Magie de la musique tonale occidentale
And when the admiring circle mark
The paleness of thy face,
A half-formed tear, a transient spark
Of melancholy grace…
Lord Byron, Stanzas composed during a Thunderstorm
Vous écoutez une œuvre de John Dowland, de Brahms, de Debussy, de Duke Ellington que vous n’avez peut-être jamais entendue auparavant ; et vous êtes touché, peut-être ému : ce langage vous parle, vous êtes en terrain familier.
En revanche, écoutez une musique dodécaphonique, ou même une pièce tonale relevant d’une autre civilisation, par exemple un gamelan de Bali, un raga de l’Inde du sud, une musique gnawa du Maroc, vous serez au mieux intéressé, mais l’émotion sera absente, tout comme si vous lisiez un poème écrit dans une langue que vous ne comprenez pas.
C’est que, depuis toujours, votre oreille et votre cerveau ont été formés à la musique tonale que l’on pratique dans le monde occidental, celle, peut-être, que votre mère vous chantait pour vous endormir. Cette musique a même assimilé, au fil du temps, d’autres musiques tonales voisines, comme le flamenco ou la musique tzigane. Mais, quand une œuvre vous transporte en état de grâce, c’est bien de la musique de la vieille Europe judéo-chrétienne qu’il s’agit.

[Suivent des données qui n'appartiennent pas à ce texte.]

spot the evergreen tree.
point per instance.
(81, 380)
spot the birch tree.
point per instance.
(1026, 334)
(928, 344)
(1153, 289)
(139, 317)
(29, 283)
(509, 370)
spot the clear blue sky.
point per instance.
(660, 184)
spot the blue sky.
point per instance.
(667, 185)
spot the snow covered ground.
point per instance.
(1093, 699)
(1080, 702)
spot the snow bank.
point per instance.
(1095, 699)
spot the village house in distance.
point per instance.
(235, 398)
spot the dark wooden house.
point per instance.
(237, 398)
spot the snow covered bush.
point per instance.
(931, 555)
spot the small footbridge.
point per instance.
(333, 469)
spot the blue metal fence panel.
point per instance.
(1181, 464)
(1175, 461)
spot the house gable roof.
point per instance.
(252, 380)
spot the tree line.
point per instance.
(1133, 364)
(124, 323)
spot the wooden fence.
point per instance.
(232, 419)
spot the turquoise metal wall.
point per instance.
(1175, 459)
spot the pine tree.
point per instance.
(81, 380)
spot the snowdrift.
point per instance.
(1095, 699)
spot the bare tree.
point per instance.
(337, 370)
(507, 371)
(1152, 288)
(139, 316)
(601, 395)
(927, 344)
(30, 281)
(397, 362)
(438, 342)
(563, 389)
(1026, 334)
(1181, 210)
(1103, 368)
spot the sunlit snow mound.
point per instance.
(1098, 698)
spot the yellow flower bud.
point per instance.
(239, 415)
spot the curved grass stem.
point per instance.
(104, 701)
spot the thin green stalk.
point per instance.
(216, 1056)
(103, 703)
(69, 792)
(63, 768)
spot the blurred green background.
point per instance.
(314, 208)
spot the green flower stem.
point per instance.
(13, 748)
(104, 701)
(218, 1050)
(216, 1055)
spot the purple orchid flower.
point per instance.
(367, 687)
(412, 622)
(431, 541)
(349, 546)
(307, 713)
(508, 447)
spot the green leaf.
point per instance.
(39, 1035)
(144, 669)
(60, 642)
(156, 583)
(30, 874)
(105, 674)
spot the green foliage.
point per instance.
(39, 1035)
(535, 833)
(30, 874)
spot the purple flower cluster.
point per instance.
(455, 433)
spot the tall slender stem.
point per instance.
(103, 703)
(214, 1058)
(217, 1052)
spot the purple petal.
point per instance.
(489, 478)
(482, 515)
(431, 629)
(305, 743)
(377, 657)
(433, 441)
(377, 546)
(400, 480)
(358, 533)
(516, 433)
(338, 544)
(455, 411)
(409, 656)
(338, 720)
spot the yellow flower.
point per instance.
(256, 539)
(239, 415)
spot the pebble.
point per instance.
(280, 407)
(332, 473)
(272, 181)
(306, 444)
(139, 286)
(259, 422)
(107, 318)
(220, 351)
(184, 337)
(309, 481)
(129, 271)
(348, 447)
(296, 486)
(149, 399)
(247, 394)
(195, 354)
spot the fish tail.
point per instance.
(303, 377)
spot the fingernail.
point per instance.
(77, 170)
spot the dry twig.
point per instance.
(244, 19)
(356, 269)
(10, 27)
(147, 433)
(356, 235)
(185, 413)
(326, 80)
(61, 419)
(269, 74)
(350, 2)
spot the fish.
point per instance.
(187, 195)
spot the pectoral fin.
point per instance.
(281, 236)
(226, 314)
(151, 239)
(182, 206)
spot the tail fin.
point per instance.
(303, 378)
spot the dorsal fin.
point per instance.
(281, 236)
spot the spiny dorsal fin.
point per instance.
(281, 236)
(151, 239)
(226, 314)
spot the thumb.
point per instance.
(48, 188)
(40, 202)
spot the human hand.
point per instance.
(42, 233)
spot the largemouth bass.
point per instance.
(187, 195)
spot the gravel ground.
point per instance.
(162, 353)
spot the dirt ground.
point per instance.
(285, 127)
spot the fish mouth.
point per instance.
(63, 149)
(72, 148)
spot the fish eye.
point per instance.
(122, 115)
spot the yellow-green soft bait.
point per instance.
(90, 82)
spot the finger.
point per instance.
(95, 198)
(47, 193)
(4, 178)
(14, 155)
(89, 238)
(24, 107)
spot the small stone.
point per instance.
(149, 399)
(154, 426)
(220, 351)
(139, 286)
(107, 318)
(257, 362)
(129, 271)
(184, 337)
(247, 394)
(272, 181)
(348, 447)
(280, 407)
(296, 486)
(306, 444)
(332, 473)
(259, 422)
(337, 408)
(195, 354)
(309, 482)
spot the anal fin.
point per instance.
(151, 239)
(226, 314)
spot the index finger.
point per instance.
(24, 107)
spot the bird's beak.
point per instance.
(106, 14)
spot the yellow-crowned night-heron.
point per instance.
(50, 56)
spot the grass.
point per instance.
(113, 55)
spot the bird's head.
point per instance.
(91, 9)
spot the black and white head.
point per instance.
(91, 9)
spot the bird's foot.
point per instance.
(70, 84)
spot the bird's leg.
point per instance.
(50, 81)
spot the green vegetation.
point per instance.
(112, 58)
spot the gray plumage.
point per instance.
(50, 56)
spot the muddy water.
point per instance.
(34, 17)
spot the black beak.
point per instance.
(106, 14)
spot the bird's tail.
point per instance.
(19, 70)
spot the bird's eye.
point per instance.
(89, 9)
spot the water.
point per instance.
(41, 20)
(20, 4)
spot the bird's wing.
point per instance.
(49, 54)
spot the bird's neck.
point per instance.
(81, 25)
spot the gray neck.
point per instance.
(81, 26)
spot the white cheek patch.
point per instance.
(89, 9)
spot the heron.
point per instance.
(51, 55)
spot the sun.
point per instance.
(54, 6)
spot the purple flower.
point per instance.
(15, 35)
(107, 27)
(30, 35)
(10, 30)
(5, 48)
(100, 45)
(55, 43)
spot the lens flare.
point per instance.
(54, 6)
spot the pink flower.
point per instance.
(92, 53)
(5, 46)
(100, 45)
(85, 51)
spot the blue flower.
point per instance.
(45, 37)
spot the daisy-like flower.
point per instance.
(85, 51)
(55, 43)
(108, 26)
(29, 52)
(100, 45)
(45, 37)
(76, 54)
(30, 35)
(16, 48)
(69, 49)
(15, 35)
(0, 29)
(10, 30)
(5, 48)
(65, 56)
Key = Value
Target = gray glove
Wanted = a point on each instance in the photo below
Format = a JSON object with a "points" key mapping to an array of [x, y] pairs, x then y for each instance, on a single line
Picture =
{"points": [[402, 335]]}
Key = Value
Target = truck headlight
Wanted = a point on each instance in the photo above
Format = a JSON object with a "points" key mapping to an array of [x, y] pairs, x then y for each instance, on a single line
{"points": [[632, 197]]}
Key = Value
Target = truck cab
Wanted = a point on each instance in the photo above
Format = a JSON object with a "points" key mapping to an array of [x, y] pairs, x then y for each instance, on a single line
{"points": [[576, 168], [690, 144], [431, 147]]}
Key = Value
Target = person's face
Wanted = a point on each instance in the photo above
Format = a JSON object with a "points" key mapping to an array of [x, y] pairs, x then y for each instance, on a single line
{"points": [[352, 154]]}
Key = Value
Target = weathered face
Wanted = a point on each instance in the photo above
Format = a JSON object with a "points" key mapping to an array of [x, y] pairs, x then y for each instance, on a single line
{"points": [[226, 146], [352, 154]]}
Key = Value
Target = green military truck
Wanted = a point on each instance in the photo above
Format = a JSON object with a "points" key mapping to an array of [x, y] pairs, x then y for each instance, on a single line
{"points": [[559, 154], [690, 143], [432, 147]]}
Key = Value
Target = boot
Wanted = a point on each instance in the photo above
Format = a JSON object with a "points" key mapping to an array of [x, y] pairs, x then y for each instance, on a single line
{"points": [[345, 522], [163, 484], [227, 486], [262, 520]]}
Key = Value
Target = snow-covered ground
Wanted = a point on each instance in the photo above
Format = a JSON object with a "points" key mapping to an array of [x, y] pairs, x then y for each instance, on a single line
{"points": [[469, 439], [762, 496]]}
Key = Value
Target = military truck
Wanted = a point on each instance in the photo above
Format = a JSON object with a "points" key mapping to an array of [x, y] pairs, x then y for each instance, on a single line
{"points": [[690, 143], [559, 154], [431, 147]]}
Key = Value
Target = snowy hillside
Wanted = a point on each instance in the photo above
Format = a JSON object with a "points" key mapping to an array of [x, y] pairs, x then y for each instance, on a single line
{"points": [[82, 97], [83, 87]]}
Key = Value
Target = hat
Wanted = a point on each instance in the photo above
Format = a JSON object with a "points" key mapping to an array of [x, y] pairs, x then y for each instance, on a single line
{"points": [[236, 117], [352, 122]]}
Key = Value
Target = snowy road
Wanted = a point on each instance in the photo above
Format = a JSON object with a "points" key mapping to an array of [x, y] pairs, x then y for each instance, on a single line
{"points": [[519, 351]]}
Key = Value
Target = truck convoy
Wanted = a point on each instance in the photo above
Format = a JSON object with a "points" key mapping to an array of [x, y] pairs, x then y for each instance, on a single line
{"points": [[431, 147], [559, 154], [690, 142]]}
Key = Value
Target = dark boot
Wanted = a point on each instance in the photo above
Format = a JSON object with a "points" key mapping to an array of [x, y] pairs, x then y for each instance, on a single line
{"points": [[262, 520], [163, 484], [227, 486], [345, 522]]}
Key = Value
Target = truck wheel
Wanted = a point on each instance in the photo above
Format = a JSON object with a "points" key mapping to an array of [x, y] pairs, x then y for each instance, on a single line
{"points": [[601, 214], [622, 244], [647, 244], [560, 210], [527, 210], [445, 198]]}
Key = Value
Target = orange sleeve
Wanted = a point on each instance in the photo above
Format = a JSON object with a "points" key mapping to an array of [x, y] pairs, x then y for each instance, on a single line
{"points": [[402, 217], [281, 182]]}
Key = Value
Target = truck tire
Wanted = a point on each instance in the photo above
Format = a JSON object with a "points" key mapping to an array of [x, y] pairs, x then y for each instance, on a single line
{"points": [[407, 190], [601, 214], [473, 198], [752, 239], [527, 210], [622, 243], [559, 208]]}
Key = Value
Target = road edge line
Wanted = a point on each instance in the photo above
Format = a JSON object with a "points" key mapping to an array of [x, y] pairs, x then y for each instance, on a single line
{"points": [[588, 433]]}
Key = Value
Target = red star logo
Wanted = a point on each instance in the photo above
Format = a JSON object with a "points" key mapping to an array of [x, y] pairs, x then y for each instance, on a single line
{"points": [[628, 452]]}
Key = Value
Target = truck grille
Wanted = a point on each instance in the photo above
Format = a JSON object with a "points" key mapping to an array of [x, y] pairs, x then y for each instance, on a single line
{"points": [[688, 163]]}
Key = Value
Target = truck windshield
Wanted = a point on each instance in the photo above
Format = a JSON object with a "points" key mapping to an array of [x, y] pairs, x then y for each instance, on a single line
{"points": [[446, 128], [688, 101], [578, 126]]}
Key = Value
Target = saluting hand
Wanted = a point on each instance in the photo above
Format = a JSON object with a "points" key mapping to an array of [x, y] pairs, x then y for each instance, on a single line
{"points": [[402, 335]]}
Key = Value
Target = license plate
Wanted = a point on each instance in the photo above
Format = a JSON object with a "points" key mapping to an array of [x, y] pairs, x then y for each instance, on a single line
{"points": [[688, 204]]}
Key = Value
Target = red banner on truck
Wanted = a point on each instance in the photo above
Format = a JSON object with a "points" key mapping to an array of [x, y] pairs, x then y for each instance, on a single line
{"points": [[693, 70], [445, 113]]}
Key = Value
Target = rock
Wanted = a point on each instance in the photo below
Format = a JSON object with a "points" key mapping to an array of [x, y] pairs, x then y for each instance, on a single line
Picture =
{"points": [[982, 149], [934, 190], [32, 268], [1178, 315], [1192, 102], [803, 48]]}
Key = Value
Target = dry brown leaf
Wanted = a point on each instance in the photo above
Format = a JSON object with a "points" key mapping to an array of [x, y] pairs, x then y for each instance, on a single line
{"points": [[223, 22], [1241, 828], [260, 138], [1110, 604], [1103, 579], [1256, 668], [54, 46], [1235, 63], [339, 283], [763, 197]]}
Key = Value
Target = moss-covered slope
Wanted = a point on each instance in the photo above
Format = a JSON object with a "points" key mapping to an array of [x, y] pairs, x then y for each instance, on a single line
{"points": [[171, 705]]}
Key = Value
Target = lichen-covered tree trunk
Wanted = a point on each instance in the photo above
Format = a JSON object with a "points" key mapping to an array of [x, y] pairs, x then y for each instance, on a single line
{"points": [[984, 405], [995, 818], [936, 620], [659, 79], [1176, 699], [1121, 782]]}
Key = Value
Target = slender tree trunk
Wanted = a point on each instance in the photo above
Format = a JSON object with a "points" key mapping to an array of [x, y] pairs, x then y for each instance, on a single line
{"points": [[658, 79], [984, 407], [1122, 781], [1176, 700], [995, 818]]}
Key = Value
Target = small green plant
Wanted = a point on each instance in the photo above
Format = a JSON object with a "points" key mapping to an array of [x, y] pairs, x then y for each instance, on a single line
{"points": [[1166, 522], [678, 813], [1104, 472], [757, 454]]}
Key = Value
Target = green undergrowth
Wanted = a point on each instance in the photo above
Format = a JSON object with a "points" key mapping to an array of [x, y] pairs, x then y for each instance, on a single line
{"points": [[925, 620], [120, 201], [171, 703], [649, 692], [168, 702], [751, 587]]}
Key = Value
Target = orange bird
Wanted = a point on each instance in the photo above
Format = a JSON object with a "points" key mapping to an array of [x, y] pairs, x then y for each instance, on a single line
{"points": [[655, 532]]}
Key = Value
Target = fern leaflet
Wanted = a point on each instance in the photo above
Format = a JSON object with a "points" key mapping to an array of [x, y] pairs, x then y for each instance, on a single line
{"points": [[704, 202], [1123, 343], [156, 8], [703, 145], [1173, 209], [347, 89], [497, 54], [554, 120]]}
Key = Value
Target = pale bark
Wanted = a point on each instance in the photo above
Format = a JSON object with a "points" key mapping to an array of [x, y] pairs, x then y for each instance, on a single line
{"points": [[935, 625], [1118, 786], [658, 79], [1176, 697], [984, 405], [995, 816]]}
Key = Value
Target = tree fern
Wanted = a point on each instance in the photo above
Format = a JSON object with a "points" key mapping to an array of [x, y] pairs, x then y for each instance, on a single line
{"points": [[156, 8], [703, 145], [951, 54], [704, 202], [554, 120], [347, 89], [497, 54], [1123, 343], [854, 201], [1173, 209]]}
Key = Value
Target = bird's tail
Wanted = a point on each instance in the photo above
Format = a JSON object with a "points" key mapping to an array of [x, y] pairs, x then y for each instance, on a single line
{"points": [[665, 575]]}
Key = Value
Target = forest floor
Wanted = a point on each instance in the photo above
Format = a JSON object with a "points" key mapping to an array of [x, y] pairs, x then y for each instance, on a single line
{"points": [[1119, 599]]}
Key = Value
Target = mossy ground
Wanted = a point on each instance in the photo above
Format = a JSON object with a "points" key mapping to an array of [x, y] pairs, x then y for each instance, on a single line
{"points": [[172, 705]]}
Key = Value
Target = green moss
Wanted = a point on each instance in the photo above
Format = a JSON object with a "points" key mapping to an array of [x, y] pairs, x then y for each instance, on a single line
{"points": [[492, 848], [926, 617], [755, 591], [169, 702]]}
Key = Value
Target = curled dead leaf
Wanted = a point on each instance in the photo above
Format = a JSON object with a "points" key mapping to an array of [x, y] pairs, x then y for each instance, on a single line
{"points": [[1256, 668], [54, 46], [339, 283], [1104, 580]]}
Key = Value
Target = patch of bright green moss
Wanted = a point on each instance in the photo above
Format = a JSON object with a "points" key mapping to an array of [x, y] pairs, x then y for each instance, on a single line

Jean Rondeau, Melancholy Grace
Sous ce titre, le claveciniste Jean Rondeau nous invite à explorer avec lui des pièces des XVIe et XVIIe siècles, liées pour la plupart par leur évocation d’une chanson de John Dowland qui parcourut l’Europe à l’époque, Flow my tears. Ce parcours, qui nous conduit de Frescobaldi à Sweelinck en passant par Picchi, Storace, Scheidemann, Gibbons, Valente, John Bull, est en réalité une ‑illustration d’un ambitieux et fascinant ‑développement, qui figure sur le livret du disque, sur la théorie musicale (tempéraments, chromatisme…), la facture des ‑instruments, les rapports à la philosophie, la danse, la poésie, le temps… C’est une musique austère et mélancolique, qui mérite la découverte et l’approfondissement.
1 CD ERATO
András Schiff – Les deux concertos de Brahms
On connaît bien le grand pianiste András Schiff, merveilleux interprète de Bach et Beethoven. Pratiquant depuis l’adolescence les deux concertos de Brahms, il a eu l’idée de les dépoussiérer et de les restituer tels que Brahms les a conçus. Tout d’abord, il a choisi un grand Blüthner de 1859, à cordes parallèles et non croisées et au mécanisme antérieur à l’échappement libre de Steinway : son cristallin, basses modérées. Ensuite, il a fait le choix d’un orchestre, l’Orchestra of the Age of Enlightenment d’un effectif réduit – une cinquantaine de musiciens – et aux cordes en boyau, tel que cela se pratiquait à l’époque de Brahms. Le résultat est
saisissant et présente ces deux monuments du concerto romantique comme des pièces proches de la musique de chambre. Un très intéressant livret accompagne les deux disques.
2 CD ECM
Deux concertos de Schumann
À la différence de son Concerto pour piano, les Concertos pour violon et pour violoncelle de Schumann sont assez peu joués. Le ‑violoniste Gilles Colliard a eu l’idée, semblable à celle de Schiff, d’en alléger l’orchestration avec un arrangement pour cordes uniquement et un effectif très réduit, une douzaine de musiciens de l’Orchestre de chambre de Toulouse. Il est lui-même le soliste du Concerto pour violon, tandis que l’interprète du Concerto pour violoncelle est Nadège Rochat. Ces deux œuvres apparaissent ainsi comme des pièces proches d’un octuor et font ressortir l’instrument soliste sans que celui-ci ait besoin de forcer le son. Et, au prix de cette petite infidélité, on redécouvre deux Concertos empreints de cette ‑mélancolie typiquement schumanienne, mélancolie dont Victor Hugo a écrit, dans Les Travailleurs de la mer, qu’elle est « le bonheur d’être triste ».